When c1 is '\xce' and c2 is '\xb8', the result is θ.
It turns out that I have to call setlocale before using mbstowcs.

#include <stdlib.h>
#include <stdio.h>
#include <locale.h>
 
int main()
{
   char* localeInfo = setlocale(LC_ALL, "en_US.utf8");
   printf("Locale information set to %s\n", localeInfo);
   
   const char c1 = '\xce';
   const char c2 = '\xb8';
   int byteCount = 2;

   char* mbS = (char*) malloc(byteCount + 1);
   mbS[0] = c1; 
   mbS[1] = c2; 
   mbS[byteCount] = 0; //null terminator
   printf("Directly using printf: %s\n", mbS);
   
   
   int requiredSize = mbstowcs(NULL, mbS, 0); 
   printf("Output size including null terminator is %d\n\n", requiredSize +1);
   
   wchar_t *wideOutput = (wchar_t *)malloc( (requiredSize +1) * sizeof( wchar_t ));
   
   int len = mbstowcs(wideOutput , mbS, requiredSize +1 ); 
   if(len == -1){
       printf("Failed conversion!");
   }else{
       printf("Converted %d character(s). Result: %ls\n", len, wideOutput );
   }
   return 0;
    
}

Output:

Locale information set to en_US.utf8
Directly using printf: θ
Output size including null terminator is 2

Converted 1 character(s). Result: θ

For 3 or 4 byte utf8 characters, one can use a similar approach.

qrsngky
  • 2,263
  • 2
  • 13
  • 10
1

If I have c1, c2 as char variables (such that c1c2 would be the byte sequences for the UTF-8 character), how do I create and print the UTF-8 character?

They are already an UTF-8 character. You would just print them.

putchar(c1);
putchar(c2);

It's up to your terminal or whatever device you are using to display the output to properly understand and render the UTF-8 encoding. This is unrelated to encoding used by your program and unrelated to wide characters.

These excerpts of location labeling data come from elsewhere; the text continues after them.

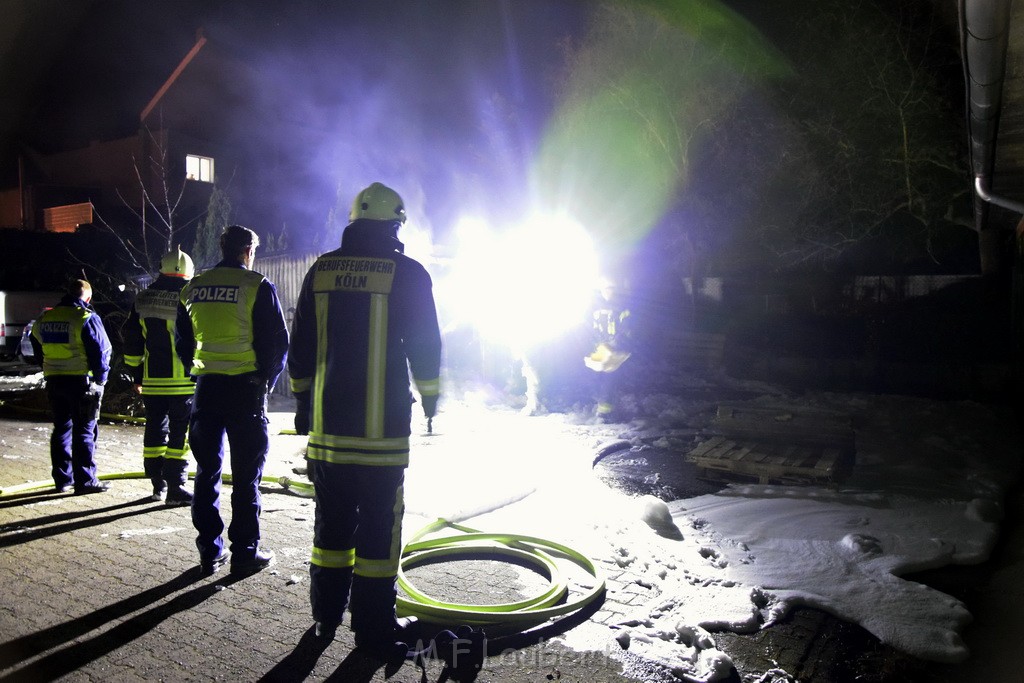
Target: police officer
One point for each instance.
(71, 343)
(161, 379)
(366, 315)
(231, 334)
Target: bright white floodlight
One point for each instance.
(525, 285)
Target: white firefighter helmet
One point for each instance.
(378, 202)
(176, 263)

Similarly for the 3 and 4 byte UTF-8 characters?

You would output them.


If your terminal or the device you are sending the bytes to does not understand UTF-8 encoding, then you have to convert the bytes to something the device understands. Typically, you would use an external library for that, like iconv. Alternatively, you could setlocale("C.utf-8") then convert your bytes to wchar_t, then setlocale("C.your_target_encoding") and then convert the bytes to that encoding or output the bytes with %ls. All %ls does (on common systems) is it converts the string back to multibyte and then outputs it. Wide stream outputting to terminal does the same, first converts, then outputs.

KamilCuk
  • 120,984
  • 8
  • 59
  • 111